Enhancing Privacy in Federated Learning through Local Training
This work addresses privacy and efficiency issues in federated learning for distributed computing systems, but it appears incremental as it builds on existing local training methods.
The paper tackles the challenges of expensive communications and privacy preservation in federated learning by proposing Fed-PLT, which uses local training to reduce communication rounds without impacting accuracy, and derives differential privacy bounds dependent on local training epochs.

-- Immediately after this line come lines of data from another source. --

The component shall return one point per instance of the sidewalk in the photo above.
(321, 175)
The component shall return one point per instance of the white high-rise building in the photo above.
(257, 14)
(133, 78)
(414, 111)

In this paper we propose the federated learning algorithm Fed-PLT to overcome the challenges of (i) expensive communications and (ii) privacy preservation. We address (i) by allowing for both partial participation and local training, which significantly reduce the number of communication rounds between the central coordinator and computing agents. The algorithm matches the state of the art in the sense that the use of local training demonstrably does not impact accuracy. Additionally, agents have the flexibility to choose from various local training solvers, such as (stochastic) gradient descent and accelerated gradient descent. Further, we investigate how employing local training can enhance privacy, addressing point (ii). In particular, we derive differential privacy bounds and highlight their dependence on the number of local training epochs. We assess the effectiveness of the proposed algorithm by comparing it to alternative techniques, considering both theoretical analysis and numerical results from a classification task.